That sounds pretty cool @ Q streams. In a particular case that I am working on, I need stat results on all files to check their mtimes, and so it is no problem if I get the entire array all at once; (The only problem is that after I listTree(), then I have to run stat() on all the paths. It sounds like Q streams or the guard emitter might help with that... but that's a separate issue from this.)

Edit: I should say: streaming isn't a problem yet here for me, and probably won't be in this application. My directory trees and associated data aren't big enough to eat up all the RAM - they can happily be all resident in memory for now. But I can see benefit to streaming though otherwise.

@kriskowal
Copy link
Owner

The guard function can already do what you need, I think.

FS.listTree(path, function (name, stat) {
    // return true to include
    // return false to exclude
    // return null to exclude and skip subtree
}))
.then(function () {
})

@dhbaird
Copy link
Author

dhbaird commented Aug 12, 2013

That's a cool trick with guard. Looks like this would do the trick of snarfing the stats:

var stats = [];
FS.listTree(path, function(name, stat) {
  stats.push([name, stat])
  return true; // edit: don't forget, this is a guard function afterall
})
.then(function() {
  return stats;
})
.then(function(stats) {
  // awesome, got the stats I need!
});

But this doesn't address the speed gap of using Q.
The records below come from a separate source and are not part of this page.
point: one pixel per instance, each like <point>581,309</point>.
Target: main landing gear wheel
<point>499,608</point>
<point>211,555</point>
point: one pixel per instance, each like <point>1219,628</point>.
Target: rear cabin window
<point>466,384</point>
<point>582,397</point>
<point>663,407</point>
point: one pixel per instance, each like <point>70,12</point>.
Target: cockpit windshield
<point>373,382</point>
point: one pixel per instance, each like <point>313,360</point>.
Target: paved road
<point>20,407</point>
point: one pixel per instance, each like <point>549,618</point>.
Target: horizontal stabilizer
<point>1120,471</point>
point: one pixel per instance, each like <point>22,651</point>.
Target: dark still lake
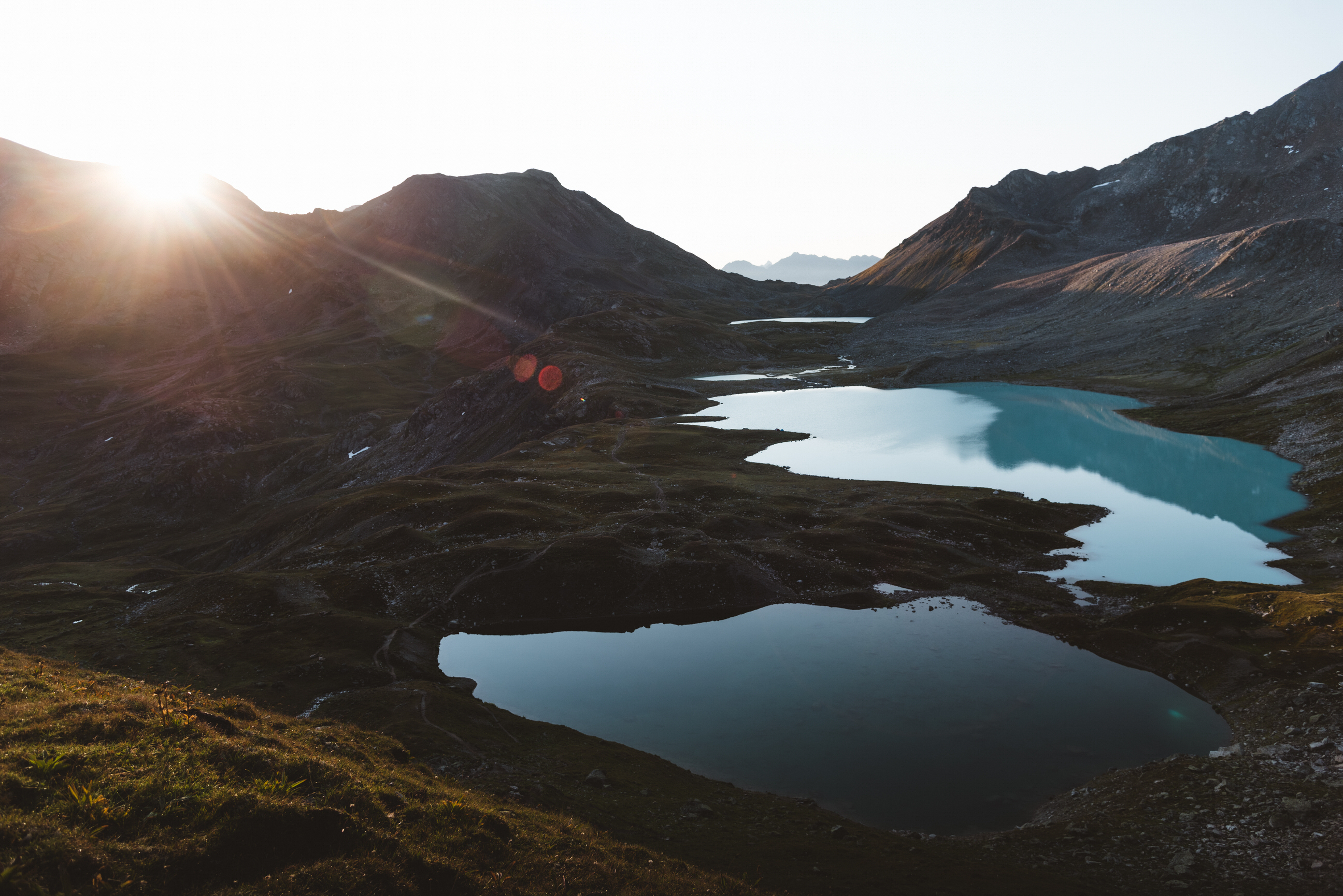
<point>933,715</point>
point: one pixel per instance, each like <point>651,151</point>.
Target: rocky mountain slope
<point>282,454</point>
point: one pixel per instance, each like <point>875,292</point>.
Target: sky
<point>738,131</point>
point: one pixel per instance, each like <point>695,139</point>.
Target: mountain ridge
<point>797,268</point>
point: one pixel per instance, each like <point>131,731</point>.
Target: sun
<point>160,184</point>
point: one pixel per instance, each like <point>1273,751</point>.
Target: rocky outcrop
<point>1284,162</point>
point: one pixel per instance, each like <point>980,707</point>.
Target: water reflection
<point>934,715</point>
<point>1182,505</point>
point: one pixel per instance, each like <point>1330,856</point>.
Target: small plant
<point>174,711</point>
<point>280,786</point>
<point>93,808</point>
<point>45,765</point>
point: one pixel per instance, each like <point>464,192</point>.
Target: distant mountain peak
<point>798,268</point>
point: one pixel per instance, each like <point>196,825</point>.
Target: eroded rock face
<point>1241,174</point>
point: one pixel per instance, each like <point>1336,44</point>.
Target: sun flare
<point>160,184</point>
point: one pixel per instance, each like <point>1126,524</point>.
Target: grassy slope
<point>144,802</point>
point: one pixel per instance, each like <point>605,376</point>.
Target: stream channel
<point>931,715</point>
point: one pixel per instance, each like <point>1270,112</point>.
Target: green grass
<point>109,786</point>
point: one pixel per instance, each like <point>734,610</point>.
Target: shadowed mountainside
<point>282,454</point>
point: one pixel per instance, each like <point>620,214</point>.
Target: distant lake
<point>933,715</point>
<point>1183,507</point>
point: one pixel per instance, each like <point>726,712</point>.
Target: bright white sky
<point>734,129</point>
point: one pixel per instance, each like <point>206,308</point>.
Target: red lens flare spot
<point>524,368</point>
<point>550,378</point>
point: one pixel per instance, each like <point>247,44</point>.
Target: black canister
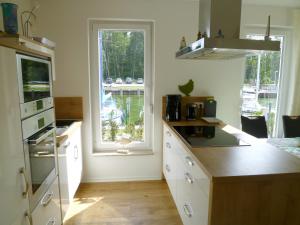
<point>191,111</point>
<point>173,108</point>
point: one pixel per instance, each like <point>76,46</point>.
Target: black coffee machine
<point>173,107</point>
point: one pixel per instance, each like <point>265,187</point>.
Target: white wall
<point>22,6</point>
<point>65,22</point>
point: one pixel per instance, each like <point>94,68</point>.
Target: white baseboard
<point>119,179</point>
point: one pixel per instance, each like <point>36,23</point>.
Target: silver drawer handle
<point>28,218</point>
<point>189,178</point>
<point>25,182</point>
<point>52,221</point>
<point>47,199</point>
<point>189,161</point>
<point>187,210</point>
<point>75,152</point>
<point>168,133</point>
<point>168,168</point>
<point>67,145</point>
<point>168,145</point>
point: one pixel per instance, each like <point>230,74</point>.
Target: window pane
<point>121,85</point>
<point>260,88</point>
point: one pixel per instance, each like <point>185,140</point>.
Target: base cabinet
<point>188,184</point>
<point>70,168</point>
<point>48,210</point>
<point>14,202</point>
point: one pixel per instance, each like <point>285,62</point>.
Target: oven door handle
<point>42,137</point>
<point>47,199</point>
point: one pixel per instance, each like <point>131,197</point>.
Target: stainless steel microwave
<point>35,84</point>
<point>40,156</point>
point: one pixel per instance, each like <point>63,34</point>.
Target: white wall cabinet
<point>13,183</point>
<point>188,183</point>
<point>70,168</point>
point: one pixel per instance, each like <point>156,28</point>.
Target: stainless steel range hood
<point>224,16</point>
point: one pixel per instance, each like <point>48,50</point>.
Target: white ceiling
<point>289,3</point>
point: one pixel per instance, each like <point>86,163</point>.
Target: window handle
<point>28,218</point>
<point>25,182</point>
<point>168,145</point>
<point>168,133</point>
<point>47,199</point>
<point>187,210</point>
<point>189,161</point>
<point>189,178</point>
<point>168,168</point>
<point>52,221</point>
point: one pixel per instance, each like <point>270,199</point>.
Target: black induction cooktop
<point>205,136</point>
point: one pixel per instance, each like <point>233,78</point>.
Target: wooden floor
<point>123,203</point>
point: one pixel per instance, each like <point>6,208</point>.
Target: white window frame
<point>147,27</point>
<point>285,77</point>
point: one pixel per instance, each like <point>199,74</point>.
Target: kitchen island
<point>256,184</point>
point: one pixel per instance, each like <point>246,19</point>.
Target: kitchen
<point>69,30</point>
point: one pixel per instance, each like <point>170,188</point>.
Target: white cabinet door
<point>193,191</point>
<point>12,183</point>
<point>63,177</point>
<point>48,210</point>
<point>170,161</point>
<point>74,162</point>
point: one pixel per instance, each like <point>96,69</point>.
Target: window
<point>262,81</point>
<point>121,85</point>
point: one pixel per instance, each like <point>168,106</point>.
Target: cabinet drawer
<point>194,211</point>
<point>191,170</point>
<point>169,170</point>
<point>48,211</point>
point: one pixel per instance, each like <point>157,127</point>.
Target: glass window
<point>261,84</point>
<point>123,101</point>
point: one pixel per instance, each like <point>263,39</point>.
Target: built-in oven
<point>35,84</point>
<point>40,155</point>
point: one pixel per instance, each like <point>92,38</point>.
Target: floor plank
<point>123,203</point>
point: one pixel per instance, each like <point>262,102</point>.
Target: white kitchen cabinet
<point>70,167</point>
<point>13,183</point>
<point>169,162</point>
<point>48,210</point>
<point>189,184</point>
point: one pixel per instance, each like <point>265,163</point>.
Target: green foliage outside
<point>269,67</point>
<point>267,91</point>
<point>123,54</point>
<point>132,125</point>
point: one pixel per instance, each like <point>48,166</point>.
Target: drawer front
<point>194,211</point>
<point>170,161</point>
<point>193,203</point>
<point>169,169</point>
<point>48,211</point>
<point>191,170</point>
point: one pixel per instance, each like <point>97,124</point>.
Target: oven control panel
<point>36,123</point>
<point>34,107</point>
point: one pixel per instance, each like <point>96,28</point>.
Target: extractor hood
<point>220,21</point>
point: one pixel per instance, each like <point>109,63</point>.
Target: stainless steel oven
<point>40,155</point>
<point>35,84</point>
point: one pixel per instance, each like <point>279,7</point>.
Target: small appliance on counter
<point>173,107</point>
<point>191,111</point>
<point>210,108</point>
<point>208,136</point>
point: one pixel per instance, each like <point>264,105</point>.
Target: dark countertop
<point>259,160</point>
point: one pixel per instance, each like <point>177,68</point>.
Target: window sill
<point>129,153</point>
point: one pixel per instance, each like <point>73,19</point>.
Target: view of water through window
<point>121,85</point>
<point>260,89</point>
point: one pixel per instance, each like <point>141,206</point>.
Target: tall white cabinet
<point>13,184</point>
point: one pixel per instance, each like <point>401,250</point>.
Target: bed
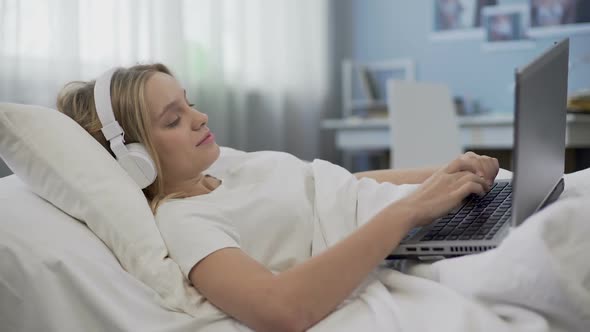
<point>60,271</point>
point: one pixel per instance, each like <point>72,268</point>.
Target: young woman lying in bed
<point>243,235</point>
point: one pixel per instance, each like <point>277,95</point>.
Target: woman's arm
<point>300,297</point>
<point>485,166</point>
<point>399,176</point>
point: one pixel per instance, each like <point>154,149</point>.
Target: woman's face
<point>185,145</point>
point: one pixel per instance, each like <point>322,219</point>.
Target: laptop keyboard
<point>478,219</point>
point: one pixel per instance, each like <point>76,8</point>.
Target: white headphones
<point>133,157</point>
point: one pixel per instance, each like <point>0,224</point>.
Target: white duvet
<point>537,280</point>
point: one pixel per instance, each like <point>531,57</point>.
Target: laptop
<point>481,223</point>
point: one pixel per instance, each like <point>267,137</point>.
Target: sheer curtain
<point>258,68</point>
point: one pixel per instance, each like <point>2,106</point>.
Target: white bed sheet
<point>55,275</point>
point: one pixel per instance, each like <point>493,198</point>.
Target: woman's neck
<point>202,185</point>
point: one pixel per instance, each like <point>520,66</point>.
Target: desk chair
<point>423,123</point>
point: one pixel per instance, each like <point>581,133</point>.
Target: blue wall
<point>385,29</point>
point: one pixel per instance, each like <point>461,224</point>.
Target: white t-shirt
<point>264,205</point>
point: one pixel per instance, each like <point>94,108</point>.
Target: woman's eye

The issue here is how long it takes listTree() to finish. The fact that it collects a list isn't really a problem. Using Q on stat and readdir inside of listTree is the primary cause of the slow down. I can rewrite listTree() to internally not use promises, and then it works like a little speed demon. Obviously, then it loses the clarity that promises provide which is undesirable. So, I'm wondering if there is potential to identify a specific bottleneck that for some reason causes Q-code to be slower than Node.js callback-style code (and by a large factor: 10x).

@kriskowal
Copy link
Owner

@dhbaird I presume that the problem is recursive array aggregation. It might be faster to pass a single array forward and push results onto it instead of concatenating results from all. Of course, listTree may lose some of the clarity in the process.

@dhbaird
Copy link
Author

dhbaird commented Aug 12, 2013

I thought recursive array aggregation might have been a problem too, but take a look at asyncFindTree(). It uses recursive array aggregation (see its nested checkCompletion() function). And it's fast.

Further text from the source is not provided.